I want to write about Baltimore though I was there more than two weeks ago now. And there lies the problem with such a whirlwind adventure, it can move way too quickly and the complex pieces fall into place a little too slowly. Now I find myself in London still deeply reflecting on my time in the US and next week I'll be in Amsterdam probably thinking about London and so it goes. The US left me gasping for breath. There, health literacy can be a calling more than a concept. Dean Schillnger at the IHA conference said something to the effect that the health literacy movement are the people who are driven to change the inverse care law - where healthcare is inversely proportional to healthcare need. He then quoted Jerry Garcia (remember, The Grateful Dead?) who said "somebody has to do something and it's just incredibly pathetic that it has to be us". Because who are we in the US? We are a handful of renegade doctors and researchers, some fabulous health and education academics and a whole lot of driven and passionate nurses, librarians, adult education practitioners - people who have "community" running in their veins. And yet health literacy doesn't have a development framework in the US, well not in practice at least. Academics like Christina Zarcadoolis are definitely about engagement and Rima Rudd's work is about understanding the consumer experience but generally the notion of engagement is still relatively foreign amongst the people working in the field. The passion is focused on what we can do to help you rather than on how can we work collaboratively to decrease this communication chasm.

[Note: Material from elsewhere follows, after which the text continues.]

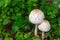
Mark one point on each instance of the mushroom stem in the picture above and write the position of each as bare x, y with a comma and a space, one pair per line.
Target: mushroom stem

Having said that, in the US there is lots being done. No pussy footing in this country, there is clearly a problem and the chosen are building their networks and spreading the word of ask-me3 and teachback (two very decent tools to improve communication in practice). The academics seem to be doing a fine job of infiltrating practice, of communicating the research and the science in edible bites that can be replicated throughout the country.
Finally, if the healthcare system in the US is underpinned by an inverse care law (not likely to change any time soon) there are policy gestures like the National action plan for health literacy which the chosen few will adopt, implement and create a rumbling change from the ground up.
I really will write about Baltimore and then I shall move my reflective space to London which is where my head needs to be now.